Urban Energy Modeling (UEM) provides a comprehensive approach to urban planning, helping to create sustainable, resilient, and energy-efficient cities that meet the needs of current and future generations. The key inputs for UEM methodologies and tools are the geometry of the building stock and its thermophysical properties. In the Netherlands, the 3DBAG provides the building stock geometry, while the thermophysical properties can be approximated using energy consumption estimates specific to each residential building type from the IEE project TABULA. However, a challenge arises as open data on residential building types at a national level is currently not readily available, necessitating the development of a method to infer this information from other accessible data sources.

In response to similar successful studies, this thesis also focuses on utilising machine learning to address this challenge. Support Vector Machine (SVM) and Random Forest (RF) algorithms were tested and compared. These algorithms were trained using data on the residential building types obtained from the Rijssen-Holten energy testbed and EP-online, with the latter requiring preprocessing to obtain the relevant information. Additionally, 25 features derived from cadastral data and building geometry underwent a selection process to identify the essential features for accurate classification of building types.

Eight models were trained and applied across eight case studies, containing subsets of the Netherlands representative for the whole country. The combined results were analyzed to determine necessary features, required data, and the most suitable machine learning approach for this research.
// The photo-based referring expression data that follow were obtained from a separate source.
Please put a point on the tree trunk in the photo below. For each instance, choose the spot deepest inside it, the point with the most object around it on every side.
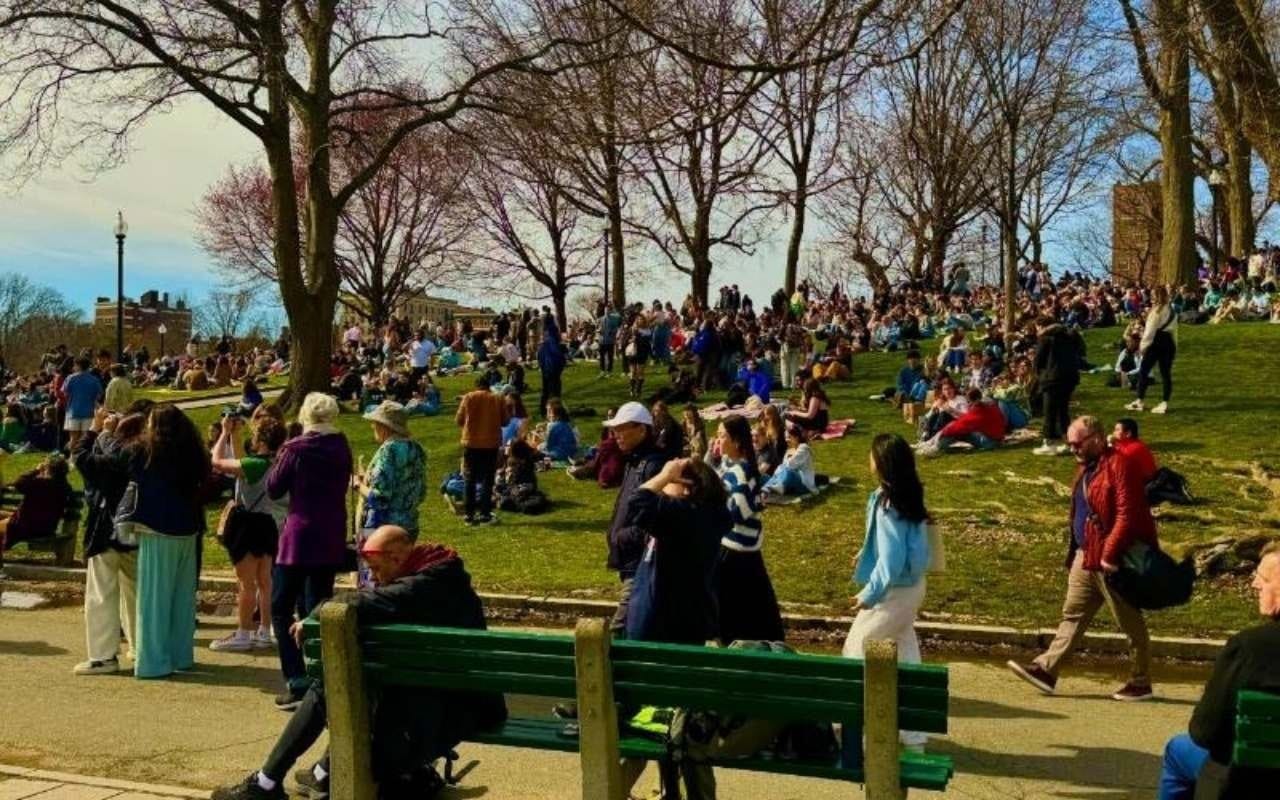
(798, 219)
(1240, 229)
(1178, 176)
(613, 193)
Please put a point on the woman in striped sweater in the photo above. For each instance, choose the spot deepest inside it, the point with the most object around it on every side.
(748, 607)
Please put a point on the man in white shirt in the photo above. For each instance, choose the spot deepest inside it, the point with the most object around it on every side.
(420, 352)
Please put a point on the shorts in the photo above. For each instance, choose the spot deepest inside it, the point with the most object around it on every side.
(252, 534)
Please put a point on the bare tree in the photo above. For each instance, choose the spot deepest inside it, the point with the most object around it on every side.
(1169, 85)
(81, 72)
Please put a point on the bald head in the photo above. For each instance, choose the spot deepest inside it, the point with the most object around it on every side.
(387, 552)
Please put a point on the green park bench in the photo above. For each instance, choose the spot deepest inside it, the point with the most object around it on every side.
(60, 542)
(872, 699)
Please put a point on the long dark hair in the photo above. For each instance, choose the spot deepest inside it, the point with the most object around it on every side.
(173, 447)
(740, 432)
(900, 484)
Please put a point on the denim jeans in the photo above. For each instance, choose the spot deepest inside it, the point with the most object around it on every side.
(296, 589)
(1183, 763)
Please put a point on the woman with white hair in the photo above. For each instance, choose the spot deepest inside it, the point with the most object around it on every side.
(314, 470)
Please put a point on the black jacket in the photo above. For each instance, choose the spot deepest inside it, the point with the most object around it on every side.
(425, 723)
(1251, 659)
(626, 540)
(1057, 357)
(105, 467)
The results revealed that features such as adjacency to other buildings, width, and volume in LoD2.2 correlated the most with Dutch residential building types. However, critical features like the number of storeys, the presence of an open porch, or galleries were not available as open data, even though they directly relate to the definition of certain residential building types.

This thesis presented successful models, demonstrating accuracies between 61.1% and 98.5%, and balanced accuracies ranging from 51.6% to 94.2%. Importantly, performance differences were observed in various case studies, particularly in distinguishing accuracy between multi-dwelling and single-dwelling houses. Despite the longer tuning and training time, the suitability and accuracy of the RF models generally outperformed the SVM models.

These findings highlights the capacity of machine learning to attain robust classification outcomes for the Dutch building stock when trained on representative datasets. Nevertheless, it is emphasized that the accuracy of results is contingent on data quality, and difficulties may arise in scenarios involving intricate buildings with multiple components and ambiguous classification rules.